Additionally, when in use in forming a floor the channels define conduits
for carrying plumbing such water lines and in-floor radiant heating pipes.
Yet further, when in use in forming a roof or ceiling the channels define
conduits for carrying fire sprinkler and water lines and electrical wiring.
During manufacturing, when the cementitious outer layer is formed by
placing a partially formed panel including the rigid insulating material with
the grooves
into unset composite cementitious material confined by a form on a horizontal
casting
bed, these grooves allow entrapped pockets of air to escape along the grooves
to the
outside of the panel. Thus bonding occurs across an entire surface of the
rigid
insulating material which comes into contact with the unset composite
cementitious
material.
'Composite cementitious material' as used in this disclosure refers to a
material comprising a plurality of constituent materials including cement
which when
cured forms a hard durable material. Examples of composite cementitious
materials
include concrete and cementitious resin-based coating.

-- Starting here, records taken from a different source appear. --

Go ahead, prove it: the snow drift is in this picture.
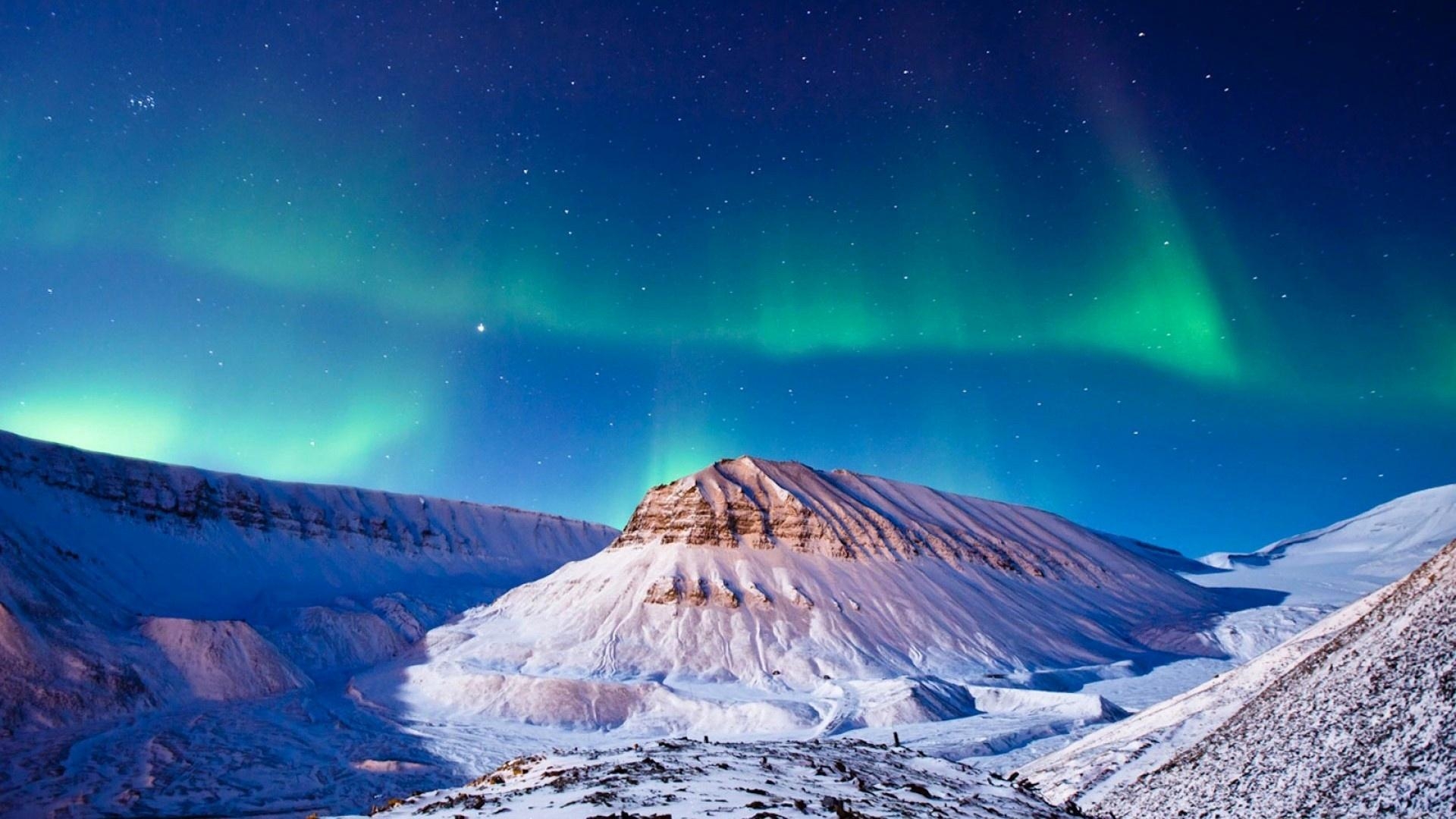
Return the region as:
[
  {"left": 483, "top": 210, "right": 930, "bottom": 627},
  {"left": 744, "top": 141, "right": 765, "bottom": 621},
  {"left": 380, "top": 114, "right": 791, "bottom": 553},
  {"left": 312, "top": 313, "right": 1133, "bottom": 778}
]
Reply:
[
  {"left": 364, "top": 457, "right": 1266, "bottom": 733},
  {"left": 1024, "top": 541, "right": 1456, "bottom": 817},
  {"left": 0, "top": 433, "right": 616, "bottom": 736}
]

Preferably, the composite cementitious material wraps about outer edges
of the grooves formed between the second face of the rigid insulating material
and
sidewalls of the grooves which extend from the second face to the respective
base such
that the composite cementitious material extends into the grooves so that the
channels
each are collectively defined by the composite cementitious material spanning
from one
of the sidewalls of the respective groove to the other, the base of the
groove, and a
portion of each one of the sidewalls of the groove. This extension of the
composite
cementitious material into the grooves and attachment to the side walls
thereof provides
a stronger bond of the cured cementitious layer to the insulating material.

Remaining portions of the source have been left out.